Psi y que

La era de ser uno mismo

En la era del vacío, donde todo es rápido, volátil y desechable, las personas buscan llenar sus vacíos sintiendo y emprendiendo un viaje interior para descubrir sus potencialidades. Las consecuencias de semejante obsesión, han culminado en un verdadero materialismo espiritual, en una compulsión inagotable por encontrar dentro la respuesta del sentido humano. La máxima de Delfos: "Conócete a ti mismo" se ha reducido a un adagio de la industria del autoconocimiento. Sin embargo, no implica una banal introspección con la esperanza de encontrar un tesoro existencial invisible o la práctica de un engañoso autoanálisis del que mañosamente somos jueces y partes.

En la antigua Grecia, la frase: "Conócete a ti mismo", que habría estado inscrita en el pronaos del templo dedicado a Apolo en Delfos, requería que el ciudadano, antes de consultar al oráculo reflexionara sobre su propia experiencia del mundo en relación con su consciencia subjetiva. Así pues, el pensamiento griego: "Conócete a ti mismo" en realidad nos quiere decir otras cosas; ¿qué implica ser hombre?, reconócete como un hombre mortal, conoce lo que verdaderamente eres, sé prudente, ten mesura, clarifica tus expectativas e identifica tus límites observando el exterior. Tal como afirma Jean Pierre Vernant (1995): "El ojo no se puede mirar a sí mismo, necesitamos dirigirnos hacia el exterior". La personalidad no se repliega en procesos cognitivos individuales; son los sistemas culturales aquellos que facilitan la representación, adquisición y creación de nuevos conocimientos (Pozo, 2006).
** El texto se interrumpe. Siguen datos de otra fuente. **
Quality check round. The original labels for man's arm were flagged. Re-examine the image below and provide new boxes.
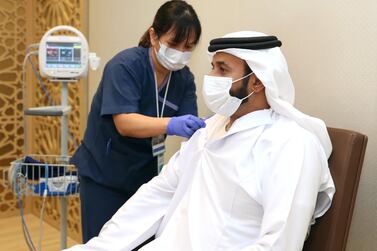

La necesidad de creer, sentirse especial y mejor que otros está desbordada y por ello, la "psique" se reduce a un fetiche tautológico y relativista del pensamiento "positivo" y del auto emprendimiento de la vida como un simple negocio. En síntesis, vale todo para negar a la psique doliente. Un conocimiento profundo del carácter histórico de la Psicología revela que es el dolor humano, y no la felicidad, nuestro principal motor de conocimiento. La psicología jamás nació para proporcionar "tips" para el autoconocimiento y menos aún, para servir como un directorio de respuestas acertadas. La Psicología nació -igual que la Filosofía- para ayudarnos a formular preguntas. En este sentido, habrá posibilidad de aprender, cuando tengamos cabida para las preguntas y dejemos de despreciar el valor del conocimiento y del autoconocimiento, por la mera "eficiencia". De lo contrario, nos despojarán de nuestra libertad de pensar, igual que a los indios de sus símbolos de identidad como trágicamente lo describió el arzobispo Desmond Tutu: "Vinieron. Ellos tenían la Biblia y nosotros teníamos la tierra. Y nos dijeron: 'Cierren los ojos y recen'. Y cuando abrimos los ojos, ellos tenían la tierra y nosotros teníamos la Biblia". Lo mismo ocurre con el autoconocimiento; es un proceso personal, arduo e interminable. Creer que otro nos iluminará, nos hará cerrar los ojos y al abrirlos disfrutar un simple espejismo.